# VideoEQ Pro Video Processor Review



## mechman

*AVFoundry VideoEQ Pro Review*
















AVFoundry was formed in May of 2009 to develop and produce audio and video technologies. The focus of their products are video calibration and quality - the VideoEq and the VideoForge. AVFoundry is owned independently of SpectraCal, although two of the principles in AVF are also principles in SpectraCal. They currently offer the VideoEQ video processors (Basic and Pro 3D) and also the VideoForge video pattern generator. We asked and were granted permission to review one of their VideoEQ Pro 3D processors.
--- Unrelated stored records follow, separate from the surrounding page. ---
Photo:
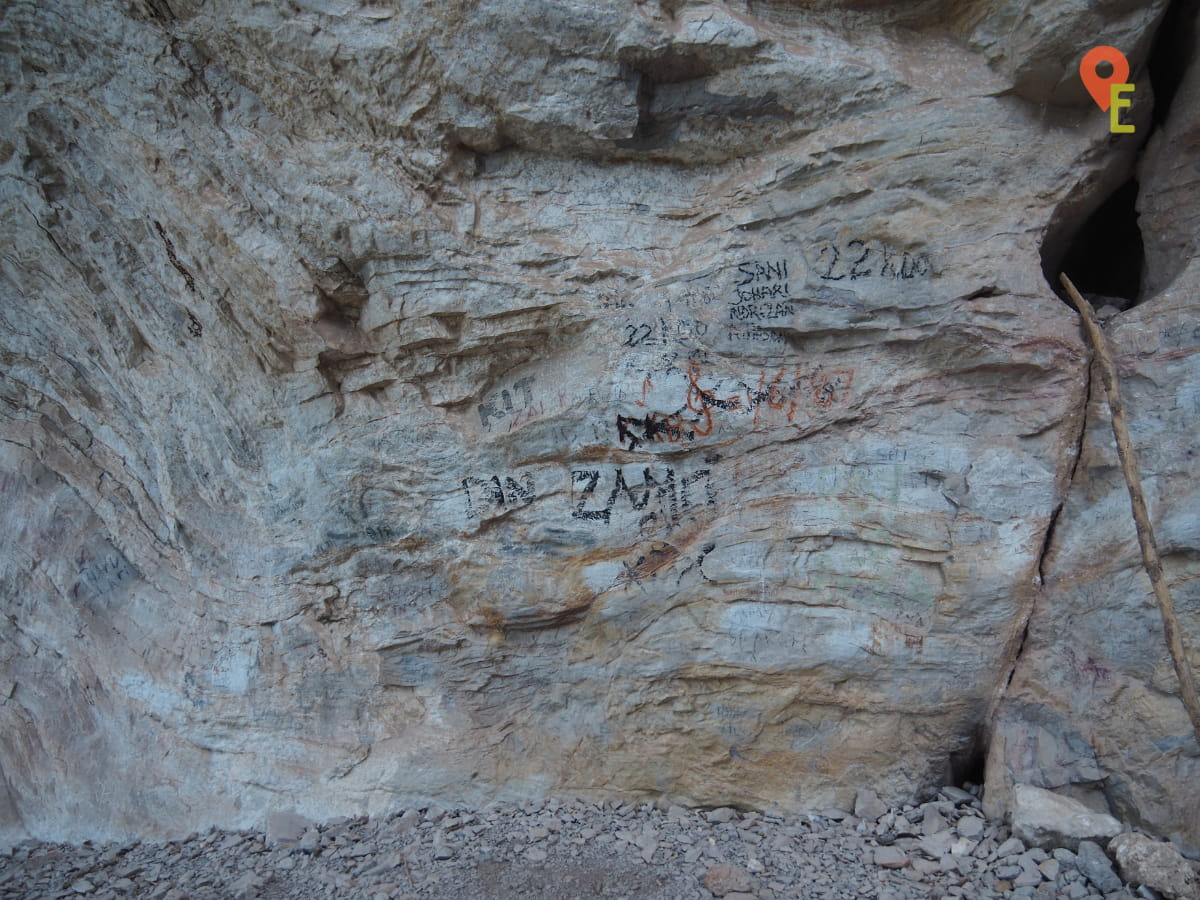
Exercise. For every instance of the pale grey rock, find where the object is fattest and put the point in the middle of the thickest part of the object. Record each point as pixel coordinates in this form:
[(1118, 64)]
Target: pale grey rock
[(868, 805), (449, 402), (1096, 671), (1097, 867), (721, 815), (970, 827), (1045, 820), (891, 858), (726, 880), (1155, 864), (286, 827)]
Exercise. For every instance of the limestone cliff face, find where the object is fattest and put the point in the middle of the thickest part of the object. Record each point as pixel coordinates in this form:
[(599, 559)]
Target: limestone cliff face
[(1093, 708), (462, 401)]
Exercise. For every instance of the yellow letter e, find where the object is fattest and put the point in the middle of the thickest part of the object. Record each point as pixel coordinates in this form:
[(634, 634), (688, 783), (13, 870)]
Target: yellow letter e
[(1116, 103)]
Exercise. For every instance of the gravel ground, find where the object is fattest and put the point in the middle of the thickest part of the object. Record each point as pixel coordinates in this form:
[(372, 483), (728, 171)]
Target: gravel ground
[(942, 849)]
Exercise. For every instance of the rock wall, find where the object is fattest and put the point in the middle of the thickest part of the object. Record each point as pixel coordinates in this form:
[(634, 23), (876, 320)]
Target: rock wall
[(1093, 709), (468, 401)]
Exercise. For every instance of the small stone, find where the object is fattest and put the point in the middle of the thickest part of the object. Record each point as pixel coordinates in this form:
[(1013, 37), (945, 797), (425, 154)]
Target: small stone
[(869, 807), (309, 841), (934, 821), (1066, 857), (1030, 876), (724, 880), (958, 796), (971, 826), (283, 828), (1011, 847), (246, 887), (935, 846), (723, 814), (1095, 864), (1156, 864), (891, 858), (408, 821)]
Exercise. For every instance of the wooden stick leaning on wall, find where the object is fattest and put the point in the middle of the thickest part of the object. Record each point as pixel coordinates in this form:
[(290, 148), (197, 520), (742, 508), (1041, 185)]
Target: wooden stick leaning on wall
[(1138, 501)]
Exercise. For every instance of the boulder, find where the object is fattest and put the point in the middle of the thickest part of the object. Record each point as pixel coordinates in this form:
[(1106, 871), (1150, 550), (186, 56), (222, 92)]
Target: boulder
[(1156, 864), (1042, 819)]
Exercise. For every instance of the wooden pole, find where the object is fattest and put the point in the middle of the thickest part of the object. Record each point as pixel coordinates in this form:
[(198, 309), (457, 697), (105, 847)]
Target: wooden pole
[(1138, 501)]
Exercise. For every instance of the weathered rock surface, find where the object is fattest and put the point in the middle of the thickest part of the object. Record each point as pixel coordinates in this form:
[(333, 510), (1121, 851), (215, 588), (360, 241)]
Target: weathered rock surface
[(471, 401), (1093, 709), (1156, 864), (555, 850), (1045, 820)]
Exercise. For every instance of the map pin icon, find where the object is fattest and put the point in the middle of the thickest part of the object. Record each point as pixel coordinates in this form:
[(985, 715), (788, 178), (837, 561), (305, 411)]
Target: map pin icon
[(1098, 85)]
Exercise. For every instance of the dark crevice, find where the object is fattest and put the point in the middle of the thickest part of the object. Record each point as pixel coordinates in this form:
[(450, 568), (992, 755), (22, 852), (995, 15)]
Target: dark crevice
[(967, 765), (1101, 246), (1105, 256)]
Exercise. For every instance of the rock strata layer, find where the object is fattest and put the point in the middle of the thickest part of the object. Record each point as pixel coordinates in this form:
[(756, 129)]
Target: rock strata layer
[(479, 401)]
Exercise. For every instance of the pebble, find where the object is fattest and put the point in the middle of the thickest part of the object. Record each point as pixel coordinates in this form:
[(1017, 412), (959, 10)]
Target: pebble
[(580, 849)]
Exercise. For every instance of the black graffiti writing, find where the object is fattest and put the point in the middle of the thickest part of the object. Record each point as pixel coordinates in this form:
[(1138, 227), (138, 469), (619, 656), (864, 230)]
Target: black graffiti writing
[(755, 334), (485, 495), (862, 259), (652, 334), (756, 271), (501, 403), (761, 312), (659, 499)]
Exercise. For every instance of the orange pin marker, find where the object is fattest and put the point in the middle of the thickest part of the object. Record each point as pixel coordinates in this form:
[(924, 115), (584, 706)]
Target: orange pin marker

From Eric Hernes, President of AVFoundry:



> The VideoEq was designed as a high performance video color processor. It has features that are comparable with the higher end color processors used in media production - an RGB LUT, plus the CMS processor. In this respect, it is more like the color processing products from companies like Black Magic, AJA, CineSpace, TrueLight, and others. Because of our experience with video calibration, it was a natural starting point to launch the VideoEq into this market. Initially, all of the tools that are used to calibrate the VideoEq treat it as a simple "multipoint video calibration" box. Unfortunately, this does not show the true potential of the VideoEq. We have recently released the "VEqLutBuilder" application into beta testing that starts to show more of the power of the VideoEq - this allows easy calibration of the full 1024 point LUT, as well as control over the CMS in either RGB or HSV space. This application also starts to show how the VideoEq can be used in more artistic and media arts applications. (The LutBuilder is available for download at http://www.AVFoundry.com/VideoEq/VEqLutBuilder.php)
> 
> We believe that the VideoEq can simplify a video installation - if you have say three or four sources (Blu-Ray, DVR, game console, media player, etc), an A/V receiver and an outboard video processor - there is a lot of redundant processing. Each source will do scaling and noise reduction, as will the outboard processor, A/V receiver and the display. Does the AVR go before or after the outboard processor? If it's before, you likely aren't using any of the input switching on the processor, if it's after, you aren't using the switching on the AVR. If you're using different inputs on both the AVR and the processor, then programming the remote is a challenge.
> 
> With the VideoEq, it does one thing - corrects color. Simply put all of the sources into the AVR, then feed the output of the AVR to the VideoEq, then to the display.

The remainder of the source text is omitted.